Bir adam, karanlık ve fırtınalı bir gecede, yol kenarında otostop çekmektedir. Fırtına o kadar şiddetlidir ki, bir metre ilerisini zor görür.
Birden, yaklaşan bir otomobil fark eder, otomobil bizimkinin önünde durur. Eleman kendini arabaya atar ve hemen kapıyı kapatır, sürücüye döndüğü anda irkilir.

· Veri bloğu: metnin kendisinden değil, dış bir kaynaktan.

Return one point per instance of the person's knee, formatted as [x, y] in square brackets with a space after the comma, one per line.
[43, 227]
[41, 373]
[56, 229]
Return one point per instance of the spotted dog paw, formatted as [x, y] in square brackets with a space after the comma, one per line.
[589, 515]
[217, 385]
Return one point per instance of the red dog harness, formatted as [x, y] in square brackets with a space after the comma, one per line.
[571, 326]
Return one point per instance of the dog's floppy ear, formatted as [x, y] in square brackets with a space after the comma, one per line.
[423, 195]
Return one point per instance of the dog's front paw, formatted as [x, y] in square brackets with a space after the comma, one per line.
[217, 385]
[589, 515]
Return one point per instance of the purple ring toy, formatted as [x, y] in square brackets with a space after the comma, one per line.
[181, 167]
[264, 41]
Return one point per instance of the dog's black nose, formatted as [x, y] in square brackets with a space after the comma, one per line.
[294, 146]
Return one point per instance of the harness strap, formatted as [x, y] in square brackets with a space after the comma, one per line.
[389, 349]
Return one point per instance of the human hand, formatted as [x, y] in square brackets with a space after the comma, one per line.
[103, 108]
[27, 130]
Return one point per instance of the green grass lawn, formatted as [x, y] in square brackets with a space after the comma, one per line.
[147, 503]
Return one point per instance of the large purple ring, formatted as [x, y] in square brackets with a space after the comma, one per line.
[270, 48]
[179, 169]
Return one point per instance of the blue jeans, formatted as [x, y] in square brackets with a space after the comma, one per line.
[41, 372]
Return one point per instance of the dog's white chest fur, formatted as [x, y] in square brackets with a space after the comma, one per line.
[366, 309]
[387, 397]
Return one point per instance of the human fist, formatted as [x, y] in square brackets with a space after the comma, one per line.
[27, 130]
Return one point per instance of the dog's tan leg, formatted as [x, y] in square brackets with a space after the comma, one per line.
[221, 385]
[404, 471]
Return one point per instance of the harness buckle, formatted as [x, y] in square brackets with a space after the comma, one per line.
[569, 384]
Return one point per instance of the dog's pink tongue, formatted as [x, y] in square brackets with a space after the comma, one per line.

Direksiyonda kimse yoktur! Araba yavaşça hareket etmeye başlar. Adam şoktadır, yola bakar ve ileride bir viraj görür. Dua etmeye başlar... Viraja girmek üzereyken, direksiyonda bir elin belirdiğini ve arabanın virajı döndüğünü görür. Kafayı sıyırmak üzeredir, sonraki birkaç virajda da aynı el arabayı yönlendirir !
Adam donup kalmıştır... Cesaretini toplamaya çalışır ve kendini arabadan dışarı atıp, en yakın kasabaya doğru koşmaya başlar. Kasabaya girdiğinde hala şoktadır. Bir bara dalar ve iki kadeh tekila isteyip, ağlayarak olanları oradakilere anlatmaya başlar.
Ortalığı bir sessizlik kaplar...Bir saat kadar sonra, aynı bara iki kişi girer. Girenlerden biri bizim elemanı görür görmez yanındakine döner ve şöyle der :
"Bak Pepe, biz arabayı iterken binen herif buydu işte!"